When AI intervenes in judgment, who verified the judgment conditions?

StageActionJudgment Condition Verified
AI generates outputData analysis → recommendation presented❌ AI does not judge. It computes.
Human accepts AI outputClicks “Approve”❌ Most do not independently verify judgment conditions.
Problem arises in outcomeMisjudgment, loss, harmHuman: “AI recommended it.” AI: Structurally is not a responsible party.

Throughout this sequence, no actor verified the judgment conditions.

AI does not verify judgment conditions. AI computes patterns and generates output. “Are we Judgment-Ready?” is not a question AI asks.

Humans did not verify conditions. After AI generated its output, the structural rarity is that a decision-maker independently assesses the four conditions (Awareness, Method, Environment, Criteria).

As a result, formal responsibility is attributed to the human who clicked the approval button. Yet no evidence exists that this person verified judgment conditions. In the U.S. criminal risk assessment system COMPAS, when AI output “high-risk” and a judge accepted it, no record showed whether the judge independently assessed the defendant’s circumstances (Angwin et al., 2016).
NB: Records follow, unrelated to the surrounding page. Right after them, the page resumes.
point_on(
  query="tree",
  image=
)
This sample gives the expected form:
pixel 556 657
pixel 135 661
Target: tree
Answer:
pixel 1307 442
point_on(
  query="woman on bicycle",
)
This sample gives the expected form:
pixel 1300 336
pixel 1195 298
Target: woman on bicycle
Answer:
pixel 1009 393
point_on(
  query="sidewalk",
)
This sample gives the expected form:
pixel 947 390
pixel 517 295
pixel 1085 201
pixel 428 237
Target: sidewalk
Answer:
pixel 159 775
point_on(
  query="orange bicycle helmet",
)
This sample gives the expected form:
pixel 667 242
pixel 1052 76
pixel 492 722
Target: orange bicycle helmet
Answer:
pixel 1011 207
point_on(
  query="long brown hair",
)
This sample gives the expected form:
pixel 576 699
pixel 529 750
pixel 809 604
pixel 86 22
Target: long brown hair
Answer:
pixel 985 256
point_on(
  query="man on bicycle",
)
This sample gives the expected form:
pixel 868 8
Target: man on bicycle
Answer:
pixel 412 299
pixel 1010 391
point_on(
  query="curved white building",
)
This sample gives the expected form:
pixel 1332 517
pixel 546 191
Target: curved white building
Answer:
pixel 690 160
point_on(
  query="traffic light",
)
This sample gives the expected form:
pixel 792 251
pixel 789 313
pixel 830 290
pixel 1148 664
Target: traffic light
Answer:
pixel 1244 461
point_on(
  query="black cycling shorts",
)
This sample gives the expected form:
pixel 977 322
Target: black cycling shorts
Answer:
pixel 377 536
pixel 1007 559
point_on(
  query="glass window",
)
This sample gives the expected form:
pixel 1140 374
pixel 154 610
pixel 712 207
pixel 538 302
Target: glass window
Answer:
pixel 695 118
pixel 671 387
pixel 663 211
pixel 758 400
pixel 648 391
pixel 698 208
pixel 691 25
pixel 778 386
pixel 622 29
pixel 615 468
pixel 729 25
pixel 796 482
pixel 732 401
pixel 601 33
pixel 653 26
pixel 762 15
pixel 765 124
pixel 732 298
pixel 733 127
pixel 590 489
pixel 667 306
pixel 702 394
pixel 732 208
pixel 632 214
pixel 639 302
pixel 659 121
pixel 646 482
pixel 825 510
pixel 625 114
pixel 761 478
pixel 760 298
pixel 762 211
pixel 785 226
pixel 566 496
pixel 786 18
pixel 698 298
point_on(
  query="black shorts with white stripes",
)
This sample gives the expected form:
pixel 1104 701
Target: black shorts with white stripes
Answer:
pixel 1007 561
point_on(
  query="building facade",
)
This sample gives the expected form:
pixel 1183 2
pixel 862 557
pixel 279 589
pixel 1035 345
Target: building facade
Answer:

This is the Accountability Gap. Responsibility exists, but its evidentiary basis does not.


§5. The Problems That Emerge When This Structure Scales

This describes the present state. The structure in §1–§4 is already operational. The problem is that this structure is not static. As AI systems’ scope of application expands, the same structure repeats across broader domains at faster speeds.

Expansion of Automation Scope

Currently, AI Decision Substitution is observed in specific domains: medical assistance, financial review, hiring screening. But when AI systems evolve into Autonomous Agents, the gap between AI output and human approval itself vanishes structurally. In autonomous driving systems making obstacle-avoidance decisions in real time, or in algorithmic trading executing trades at millisecond intervals, the pathway of “humans verify judgment conditions and then approve” does not physically exist.

When this automation scope exceeds a certain density, a threshold emerges. When the proportion of organizational decisions involving AI exceeds fifty percent, the concept of human oversight becomes physically unsustainable. AI outputs, AI executes, humans verify the outcome afterward—the shift from the judgment condition changes described in §2 to the complete extinction of judgment conditions.

Layering of Judgment Authority

When multiple AI systems intervene in sequential decision stages within an organization, it becomes unclear who must verify judgment conditions. AI collects data, AI analyzes it, AI generates recommendations, a human approves—in this chain, where are each stage’s judgment conditions verified? The Accountability Gap described in §4 occurs not as a single point but across multiple layers.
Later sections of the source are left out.